Pengkhotbah 2:14

"Orang bijak melihat dengan matanya, sedang orang bebal berjalan di dalam kegelapan. Tetapi aku pun menyadari, bahwa nasib mereka berdua adalah sama."

Ilustrasi: Hikmat melihat terang, kebodohan dalam kegelapan.

Memahami Pengkhotbah 2:14

Kitab Pengkhotbah, yang diyakini ditulis oleh Raja Salomo, adalah sebuah eksplorasi mendalam tentang makna kehidupan, kesia-siaan, dan pencarian kebenaran di bawah matahari. Di tengah renungan tentang berbagai usaha manusia, mulai dari pencarian kesenangan, kekayaan, hingga pembangunan besar, muncul ayat kunci ini: Pengkhotbah 2:14. Ayat ini dengan ringkas membandingkan dua tipe manusia: orang bijak dan orang bebal.

"Orang bijak melihat dengan matanya" memberikan gambaran tentang kesadaran yang tajam, pemahaman yang jernih, dan kemampuan untuk melihat realitas sebagaimana adanya. Mereka yang memiliki hikmat tidak hanya mengamati, tetapi juga memahami implikasi dari tindakan dan situasi. Mereka dapat membedakan antara yang benar dan yang salah, yang berharga dan yang sia-sia. Mata di sini bukan sekadar organ fisik, melainkan metafora untuk persepsi yang tercerahkan, pemahaman yang mendalam yang memandu keputusan dan tindakan mereka.

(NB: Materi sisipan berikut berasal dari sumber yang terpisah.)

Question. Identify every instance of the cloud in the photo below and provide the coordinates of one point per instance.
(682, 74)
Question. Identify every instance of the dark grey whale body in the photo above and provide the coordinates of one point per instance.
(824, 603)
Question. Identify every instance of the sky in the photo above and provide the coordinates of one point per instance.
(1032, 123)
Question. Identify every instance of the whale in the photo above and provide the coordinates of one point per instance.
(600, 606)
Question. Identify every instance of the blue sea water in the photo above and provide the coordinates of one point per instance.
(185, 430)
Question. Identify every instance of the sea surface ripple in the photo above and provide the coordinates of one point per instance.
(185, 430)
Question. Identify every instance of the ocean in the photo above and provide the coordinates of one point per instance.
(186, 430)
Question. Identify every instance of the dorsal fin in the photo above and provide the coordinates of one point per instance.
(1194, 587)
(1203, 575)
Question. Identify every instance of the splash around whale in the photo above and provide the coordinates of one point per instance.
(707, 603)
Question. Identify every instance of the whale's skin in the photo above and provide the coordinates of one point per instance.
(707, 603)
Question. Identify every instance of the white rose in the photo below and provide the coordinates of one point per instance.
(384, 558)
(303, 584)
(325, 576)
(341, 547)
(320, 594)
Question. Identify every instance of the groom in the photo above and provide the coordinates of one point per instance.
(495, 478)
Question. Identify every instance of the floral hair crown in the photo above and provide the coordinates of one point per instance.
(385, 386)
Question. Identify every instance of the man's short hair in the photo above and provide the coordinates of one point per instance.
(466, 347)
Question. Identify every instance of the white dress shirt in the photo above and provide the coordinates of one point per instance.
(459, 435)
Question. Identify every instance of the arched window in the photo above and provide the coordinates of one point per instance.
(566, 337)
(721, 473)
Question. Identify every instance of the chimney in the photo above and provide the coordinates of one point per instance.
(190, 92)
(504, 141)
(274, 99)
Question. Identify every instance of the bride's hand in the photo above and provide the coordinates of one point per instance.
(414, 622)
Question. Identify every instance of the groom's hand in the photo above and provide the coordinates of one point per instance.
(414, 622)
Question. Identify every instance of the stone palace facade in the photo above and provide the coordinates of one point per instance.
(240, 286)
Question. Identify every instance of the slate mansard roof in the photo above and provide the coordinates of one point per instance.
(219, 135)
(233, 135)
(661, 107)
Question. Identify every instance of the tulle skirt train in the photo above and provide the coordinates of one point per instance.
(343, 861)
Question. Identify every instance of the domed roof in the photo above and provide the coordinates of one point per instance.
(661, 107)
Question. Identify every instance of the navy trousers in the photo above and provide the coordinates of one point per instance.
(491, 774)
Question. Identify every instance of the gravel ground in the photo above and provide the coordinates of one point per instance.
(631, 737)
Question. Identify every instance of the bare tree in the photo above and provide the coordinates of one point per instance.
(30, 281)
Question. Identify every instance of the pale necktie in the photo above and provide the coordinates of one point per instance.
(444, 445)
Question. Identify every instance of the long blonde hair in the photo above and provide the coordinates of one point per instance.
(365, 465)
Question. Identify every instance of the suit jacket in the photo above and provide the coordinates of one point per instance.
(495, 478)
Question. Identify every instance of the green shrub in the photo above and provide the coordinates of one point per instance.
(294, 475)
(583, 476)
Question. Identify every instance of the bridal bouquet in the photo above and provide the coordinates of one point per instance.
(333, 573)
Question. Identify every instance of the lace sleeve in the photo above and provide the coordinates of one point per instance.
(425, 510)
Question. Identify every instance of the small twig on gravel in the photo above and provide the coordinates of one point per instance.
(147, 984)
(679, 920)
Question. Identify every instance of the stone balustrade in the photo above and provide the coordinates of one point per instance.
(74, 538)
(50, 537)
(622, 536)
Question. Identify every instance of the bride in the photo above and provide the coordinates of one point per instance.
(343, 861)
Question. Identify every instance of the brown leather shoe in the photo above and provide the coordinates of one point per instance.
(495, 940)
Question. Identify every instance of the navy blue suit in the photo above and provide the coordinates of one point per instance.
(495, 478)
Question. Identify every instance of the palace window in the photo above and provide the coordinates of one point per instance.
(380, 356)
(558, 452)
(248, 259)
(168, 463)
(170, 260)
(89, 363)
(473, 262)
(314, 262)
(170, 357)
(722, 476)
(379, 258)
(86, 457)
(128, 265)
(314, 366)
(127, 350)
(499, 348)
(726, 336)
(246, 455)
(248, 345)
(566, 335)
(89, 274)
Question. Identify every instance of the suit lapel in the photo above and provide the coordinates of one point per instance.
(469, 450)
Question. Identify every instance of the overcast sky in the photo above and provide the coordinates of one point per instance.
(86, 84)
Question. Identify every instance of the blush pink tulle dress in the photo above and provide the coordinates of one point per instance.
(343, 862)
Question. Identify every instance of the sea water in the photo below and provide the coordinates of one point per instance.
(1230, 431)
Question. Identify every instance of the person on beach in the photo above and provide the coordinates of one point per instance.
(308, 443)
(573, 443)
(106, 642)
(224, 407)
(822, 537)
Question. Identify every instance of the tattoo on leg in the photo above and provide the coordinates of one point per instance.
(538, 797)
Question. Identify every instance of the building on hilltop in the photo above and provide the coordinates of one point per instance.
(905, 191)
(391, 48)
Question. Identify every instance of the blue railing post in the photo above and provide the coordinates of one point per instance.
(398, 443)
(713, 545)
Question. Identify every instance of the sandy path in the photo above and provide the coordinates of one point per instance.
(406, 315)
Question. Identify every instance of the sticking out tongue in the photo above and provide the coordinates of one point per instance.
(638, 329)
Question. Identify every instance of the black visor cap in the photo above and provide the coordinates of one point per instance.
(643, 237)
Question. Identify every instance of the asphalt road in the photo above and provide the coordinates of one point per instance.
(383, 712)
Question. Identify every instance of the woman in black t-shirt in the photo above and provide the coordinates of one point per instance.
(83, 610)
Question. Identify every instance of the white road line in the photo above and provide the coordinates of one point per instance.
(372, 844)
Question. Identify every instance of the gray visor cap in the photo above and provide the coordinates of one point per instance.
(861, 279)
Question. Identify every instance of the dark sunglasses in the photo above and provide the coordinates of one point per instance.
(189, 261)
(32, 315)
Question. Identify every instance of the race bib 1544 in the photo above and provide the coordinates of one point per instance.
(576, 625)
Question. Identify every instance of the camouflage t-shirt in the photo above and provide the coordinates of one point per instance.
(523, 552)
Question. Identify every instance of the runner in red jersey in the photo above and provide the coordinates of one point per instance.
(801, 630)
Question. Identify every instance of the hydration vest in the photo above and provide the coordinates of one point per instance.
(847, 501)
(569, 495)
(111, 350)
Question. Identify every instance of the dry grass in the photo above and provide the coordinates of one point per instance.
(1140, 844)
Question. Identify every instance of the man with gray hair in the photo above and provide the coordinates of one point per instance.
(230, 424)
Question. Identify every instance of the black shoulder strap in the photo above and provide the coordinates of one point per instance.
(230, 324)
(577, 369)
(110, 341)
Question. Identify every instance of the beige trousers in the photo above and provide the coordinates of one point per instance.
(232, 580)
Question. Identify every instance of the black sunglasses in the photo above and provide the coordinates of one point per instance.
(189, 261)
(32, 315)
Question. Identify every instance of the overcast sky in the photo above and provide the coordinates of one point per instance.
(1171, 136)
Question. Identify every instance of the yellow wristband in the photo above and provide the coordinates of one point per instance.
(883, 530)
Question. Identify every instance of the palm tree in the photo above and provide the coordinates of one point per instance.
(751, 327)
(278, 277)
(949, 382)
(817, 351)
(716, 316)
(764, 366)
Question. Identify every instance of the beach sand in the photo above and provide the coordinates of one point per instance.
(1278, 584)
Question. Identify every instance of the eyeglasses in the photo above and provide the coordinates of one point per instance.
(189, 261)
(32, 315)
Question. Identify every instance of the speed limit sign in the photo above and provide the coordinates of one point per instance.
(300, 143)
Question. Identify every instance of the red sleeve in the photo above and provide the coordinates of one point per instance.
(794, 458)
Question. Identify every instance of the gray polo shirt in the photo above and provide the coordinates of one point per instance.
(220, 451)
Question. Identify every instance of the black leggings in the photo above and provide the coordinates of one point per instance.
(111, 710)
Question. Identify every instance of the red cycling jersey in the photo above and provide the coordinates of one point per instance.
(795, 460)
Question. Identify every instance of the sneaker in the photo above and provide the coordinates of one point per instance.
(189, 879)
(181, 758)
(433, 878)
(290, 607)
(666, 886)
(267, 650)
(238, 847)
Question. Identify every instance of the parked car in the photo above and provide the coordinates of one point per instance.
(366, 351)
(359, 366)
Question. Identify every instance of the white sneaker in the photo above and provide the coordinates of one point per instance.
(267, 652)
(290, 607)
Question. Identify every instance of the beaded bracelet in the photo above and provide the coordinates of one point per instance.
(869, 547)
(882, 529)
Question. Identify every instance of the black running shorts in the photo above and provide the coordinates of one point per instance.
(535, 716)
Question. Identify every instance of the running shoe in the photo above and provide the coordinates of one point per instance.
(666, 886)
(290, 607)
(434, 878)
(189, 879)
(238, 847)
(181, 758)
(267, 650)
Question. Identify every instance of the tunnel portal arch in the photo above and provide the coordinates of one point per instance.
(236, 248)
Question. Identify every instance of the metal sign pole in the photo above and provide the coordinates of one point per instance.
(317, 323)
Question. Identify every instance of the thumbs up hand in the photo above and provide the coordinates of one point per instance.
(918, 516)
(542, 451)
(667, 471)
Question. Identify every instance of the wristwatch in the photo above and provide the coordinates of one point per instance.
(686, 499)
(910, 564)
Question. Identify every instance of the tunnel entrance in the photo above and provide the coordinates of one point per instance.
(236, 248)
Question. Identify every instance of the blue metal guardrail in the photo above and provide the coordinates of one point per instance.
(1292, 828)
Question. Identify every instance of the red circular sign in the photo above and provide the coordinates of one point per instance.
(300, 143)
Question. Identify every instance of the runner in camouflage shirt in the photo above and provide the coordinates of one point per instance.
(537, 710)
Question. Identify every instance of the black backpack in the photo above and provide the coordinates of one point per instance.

Nasib yang Sama: Sebuah Refleksi

Namun, yang menarik dan mungkin mengejutkan dari ayat ini adalah kelanjutannya: "sedang orang bebal berjalan di dalam kegelapan. Tetapi aku pun menyadari, bahwa nasib mereka berdua adalah sama." Orang bebal, sebaliknya, hidup dalam ketidakpedulian, dalam kebingungan, atau dalam kesesatan. Mereka tidak dapat melihat dengan jelas, sehingga tindakan mereka sering kali salah arah dan membawa pada konsekuensi yang tidak diinginkan. Mereka berjalan dalam kegelapan, tanpa terang penuntun yang dimiliki orang bijak.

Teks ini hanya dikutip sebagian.